11:00 AM - 11:15 AM
[STT61-02] Moment tensor inversion of 2016 Southeast Off Mie earthquake via numerical simulation using a three-dimensional velocity structure model
Keywords:Nankai Subduction zone, Earthquake, three-dimensional velocity structure, Moment tensor inversion, Numerical simulation of seismic wave propagation
The model of 3D simulation and technical details are same as in Takemura et al. (2016). The 3D heterogeneous velocity structure, including topography, sedimentary layer, crust and subducting Philippine Sea plate, is referred from the Japan Integrated Velocity Structure Model (JIVSM; Koketsu et al., 2012). By using displacement waveforms for periods of 30-100 s, we estimate an MT solution of this earthquake. The result with minimum variance reduction is the optimal solution with source mechanism and centroid depth.

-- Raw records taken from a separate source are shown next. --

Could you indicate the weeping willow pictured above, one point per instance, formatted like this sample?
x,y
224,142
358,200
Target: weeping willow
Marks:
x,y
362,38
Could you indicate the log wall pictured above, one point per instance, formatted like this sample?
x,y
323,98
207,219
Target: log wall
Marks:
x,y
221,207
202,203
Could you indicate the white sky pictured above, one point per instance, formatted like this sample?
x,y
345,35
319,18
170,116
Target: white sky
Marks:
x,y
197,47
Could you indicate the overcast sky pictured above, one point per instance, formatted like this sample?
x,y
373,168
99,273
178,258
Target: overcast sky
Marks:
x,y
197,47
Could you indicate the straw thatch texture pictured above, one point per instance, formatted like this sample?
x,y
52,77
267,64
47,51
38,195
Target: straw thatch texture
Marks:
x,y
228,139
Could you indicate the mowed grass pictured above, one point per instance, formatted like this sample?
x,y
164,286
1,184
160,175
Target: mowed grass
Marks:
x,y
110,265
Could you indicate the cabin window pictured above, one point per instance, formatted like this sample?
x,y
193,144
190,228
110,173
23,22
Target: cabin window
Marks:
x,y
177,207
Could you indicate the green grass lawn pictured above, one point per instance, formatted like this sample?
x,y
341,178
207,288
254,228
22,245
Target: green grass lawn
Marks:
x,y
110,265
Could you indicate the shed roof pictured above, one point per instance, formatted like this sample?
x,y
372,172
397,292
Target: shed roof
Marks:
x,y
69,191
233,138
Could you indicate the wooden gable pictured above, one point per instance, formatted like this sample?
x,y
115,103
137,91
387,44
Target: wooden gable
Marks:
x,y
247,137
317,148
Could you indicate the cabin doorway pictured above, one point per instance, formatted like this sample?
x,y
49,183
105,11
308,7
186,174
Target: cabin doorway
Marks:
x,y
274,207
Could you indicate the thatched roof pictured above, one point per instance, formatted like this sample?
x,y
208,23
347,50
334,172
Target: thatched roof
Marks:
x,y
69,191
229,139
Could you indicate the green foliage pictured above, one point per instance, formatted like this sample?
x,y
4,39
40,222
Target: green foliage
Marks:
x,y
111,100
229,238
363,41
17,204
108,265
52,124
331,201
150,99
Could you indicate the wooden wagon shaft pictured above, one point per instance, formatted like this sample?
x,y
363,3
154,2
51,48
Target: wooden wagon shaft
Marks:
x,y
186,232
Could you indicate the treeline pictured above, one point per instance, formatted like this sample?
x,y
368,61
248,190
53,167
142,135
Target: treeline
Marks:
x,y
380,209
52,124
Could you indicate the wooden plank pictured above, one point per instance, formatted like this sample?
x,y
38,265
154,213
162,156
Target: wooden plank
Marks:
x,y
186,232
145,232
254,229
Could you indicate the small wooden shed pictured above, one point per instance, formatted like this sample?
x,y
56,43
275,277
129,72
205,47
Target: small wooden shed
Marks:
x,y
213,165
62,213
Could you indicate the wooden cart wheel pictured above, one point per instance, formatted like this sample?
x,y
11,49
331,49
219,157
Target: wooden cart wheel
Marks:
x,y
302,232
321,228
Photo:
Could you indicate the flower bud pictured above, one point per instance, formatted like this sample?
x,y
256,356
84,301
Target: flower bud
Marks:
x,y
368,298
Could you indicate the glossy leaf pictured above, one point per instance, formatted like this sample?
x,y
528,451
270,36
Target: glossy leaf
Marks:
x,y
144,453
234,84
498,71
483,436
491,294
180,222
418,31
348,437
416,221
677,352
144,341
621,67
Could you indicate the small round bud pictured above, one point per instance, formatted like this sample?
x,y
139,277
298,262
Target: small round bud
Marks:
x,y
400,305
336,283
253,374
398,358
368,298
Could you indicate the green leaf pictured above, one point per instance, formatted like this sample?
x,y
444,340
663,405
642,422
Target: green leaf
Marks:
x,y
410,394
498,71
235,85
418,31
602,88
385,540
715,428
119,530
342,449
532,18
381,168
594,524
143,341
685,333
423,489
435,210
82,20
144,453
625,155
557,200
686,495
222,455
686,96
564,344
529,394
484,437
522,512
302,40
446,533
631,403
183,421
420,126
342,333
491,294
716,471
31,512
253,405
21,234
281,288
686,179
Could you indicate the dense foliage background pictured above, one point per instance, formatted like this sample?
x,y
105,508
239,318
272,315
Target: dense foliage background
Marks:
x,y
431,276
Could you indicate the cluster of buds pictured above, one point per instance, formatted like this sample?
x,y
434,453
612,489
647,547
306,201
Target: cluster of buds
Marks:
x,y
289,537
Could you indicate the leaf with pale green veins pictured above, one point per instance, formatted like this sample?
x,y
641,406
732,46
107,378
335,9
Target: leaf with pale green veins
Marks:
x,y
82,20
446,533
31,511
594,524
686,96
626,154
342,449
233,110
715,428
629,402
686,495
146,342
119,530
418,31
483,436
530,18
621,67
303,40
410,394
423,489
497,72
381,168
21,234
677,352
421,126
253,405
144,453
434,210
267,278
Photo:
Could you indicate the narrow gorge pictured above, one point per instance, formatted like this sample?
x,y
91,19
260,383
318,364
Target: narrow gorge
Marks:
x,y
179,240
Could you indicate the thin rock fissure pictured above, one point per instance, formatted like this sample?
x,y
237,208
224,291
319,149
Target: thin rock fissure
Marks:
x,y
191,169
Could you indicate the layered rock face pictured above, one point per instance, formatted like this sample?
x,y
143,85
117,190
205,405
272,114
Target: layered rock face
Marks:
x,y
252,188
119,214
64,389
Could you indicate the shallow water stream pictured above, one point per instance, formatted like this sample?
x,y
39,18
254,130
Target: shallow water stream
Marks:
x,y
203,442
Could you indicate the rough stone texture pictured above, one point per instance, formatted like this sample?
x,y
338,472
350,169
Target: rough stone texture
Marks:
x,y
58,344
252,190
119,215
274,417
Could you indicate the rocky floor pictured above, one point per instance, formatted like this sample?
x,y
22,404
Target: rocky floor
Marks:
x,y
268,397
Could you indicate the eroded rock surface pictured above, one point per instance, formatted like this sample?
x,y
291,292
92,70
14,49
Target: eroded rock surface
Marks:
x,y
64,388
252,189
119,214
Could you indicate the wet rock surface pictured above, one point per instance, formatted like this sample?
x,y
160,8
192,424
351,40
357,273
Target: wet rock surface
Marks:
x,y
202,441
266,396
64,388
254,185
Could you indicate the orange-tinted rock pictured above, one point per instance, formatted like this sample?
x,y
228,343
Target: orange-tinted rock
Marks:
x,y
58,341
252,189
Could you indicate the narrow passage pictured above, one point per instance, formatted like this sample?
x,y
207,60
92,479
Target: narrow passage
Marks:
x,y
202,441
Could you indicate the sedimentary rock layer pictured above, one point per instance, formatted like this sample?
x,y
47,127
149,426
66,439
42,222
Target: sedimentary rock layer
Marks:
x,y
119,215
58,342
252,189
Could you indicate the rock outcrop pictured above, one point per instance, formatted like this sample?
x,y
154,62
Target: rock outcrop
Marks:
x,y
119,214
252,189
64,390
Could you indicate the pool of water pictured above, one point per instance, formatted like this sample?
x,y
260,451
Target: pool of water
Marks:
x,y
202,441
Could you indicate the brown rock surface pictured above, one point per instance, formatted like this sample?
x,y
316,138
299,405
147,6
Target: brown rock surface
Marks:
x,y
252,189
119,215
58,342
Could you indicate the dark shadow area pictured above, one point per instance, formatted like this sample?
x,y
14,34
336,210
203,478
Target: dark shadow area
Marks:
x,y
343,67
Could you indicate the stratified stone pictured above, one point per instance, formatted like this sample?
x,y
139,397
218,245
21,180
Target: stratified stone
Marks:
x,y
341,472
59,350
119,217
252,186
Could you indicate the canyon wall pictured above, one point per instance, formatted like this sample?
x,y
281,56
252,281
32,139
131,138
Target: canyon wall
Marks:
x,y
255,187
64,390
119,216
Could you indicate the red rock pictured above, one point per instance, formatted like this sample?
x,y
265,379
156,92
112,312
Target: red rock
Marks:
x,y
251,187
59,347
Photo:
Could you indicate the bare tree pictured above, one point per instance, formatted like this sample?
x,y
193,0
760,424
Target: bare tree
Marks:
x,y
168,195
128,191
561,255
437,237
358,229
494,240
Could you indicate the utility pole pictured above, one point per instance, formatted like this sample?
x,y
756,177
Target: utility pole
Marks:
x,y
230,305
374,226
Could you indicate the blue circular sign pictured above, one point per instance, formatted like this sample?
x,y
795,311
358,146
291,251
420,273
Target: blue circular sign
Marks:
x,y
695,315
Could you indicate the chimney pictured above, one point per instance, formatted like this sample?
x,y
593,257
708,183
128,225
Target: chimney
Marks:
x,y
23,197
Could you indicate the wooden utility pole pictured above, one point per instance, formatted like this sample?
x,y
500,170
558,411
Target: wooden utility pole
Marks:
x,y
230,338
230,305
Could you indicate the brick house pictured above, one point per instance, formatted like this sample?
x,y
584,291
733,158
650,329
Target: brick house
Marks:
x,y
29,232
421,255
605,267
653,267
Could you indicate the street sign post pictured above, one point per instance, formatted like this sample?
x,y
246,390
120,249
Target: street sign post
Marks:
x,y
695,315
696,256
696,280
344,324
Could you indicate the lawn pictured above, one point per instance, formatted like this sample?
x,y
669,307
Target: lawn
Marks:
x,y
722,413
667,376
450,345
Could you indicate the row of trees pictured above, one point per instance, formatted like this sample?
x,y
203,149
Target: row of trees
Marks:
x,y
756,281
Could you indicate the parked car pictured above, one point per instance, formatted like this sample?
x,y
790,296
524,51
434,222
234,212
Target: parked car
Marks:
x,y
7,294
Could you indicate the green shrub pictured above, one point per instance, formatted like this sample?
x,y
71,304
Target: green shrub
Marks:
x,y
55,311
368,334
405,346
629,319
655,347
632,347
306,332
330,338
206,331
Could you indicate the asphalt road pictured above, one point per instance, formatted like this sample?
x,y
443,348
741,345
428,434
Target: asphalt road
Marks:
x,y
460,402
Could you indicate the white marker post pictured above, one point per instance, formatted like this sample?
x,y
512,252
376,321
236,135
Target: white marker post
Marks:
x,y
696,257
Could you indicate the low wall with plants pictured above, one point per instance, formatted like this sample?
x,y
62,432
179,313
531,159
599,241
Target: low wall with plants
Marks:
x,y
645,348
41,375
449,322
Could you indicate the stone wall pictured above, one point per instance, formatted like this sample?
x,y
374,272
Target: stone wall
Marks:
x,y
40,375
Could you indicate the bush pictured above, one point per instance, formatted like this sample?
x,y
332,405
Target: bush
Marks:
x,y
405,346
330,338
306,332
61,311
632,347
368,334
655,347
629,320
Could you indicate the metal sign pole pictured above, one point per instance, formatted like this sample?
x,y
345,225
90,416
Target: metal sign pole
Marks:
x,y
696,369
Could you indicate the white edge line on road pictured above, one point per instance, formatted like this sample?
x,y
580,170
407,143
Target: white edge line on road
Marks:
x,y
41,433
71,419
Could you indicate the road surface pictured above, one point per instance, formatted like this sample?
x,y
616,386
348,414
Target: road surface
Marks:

The optimal result is characterized by a low-angle dipping faulting at a depth of 11 km, where the upper surface of the Philippine Sea plate exists closely. Obtained result reproduced not only long-period displacement waveforms but also polarity of short-period (~ 2 s) P waves. Observed P-first arrivals at land stations show apparent velocity of approximately 7 km with up polarizations, which propagate along oceanic Moho of the Philippine Sea Plate
Since our FDM simulations evaluated seismic wave propagation for periods longer than 1.4 s, calculation of one element moment tensor at a certain depth requires 1.3 TB of computer memory and a wall-clock time of 1.5 hours by parallel computing using 256 nodes (1,024 cores) of the Earth Simulator.
Acknowledgement
We used the Hi-net/F-net/DONET data and F-net MT solution. The computations were conducted on the Earth Simulator at the Japan Marine Science and Technology (JAMSTEC).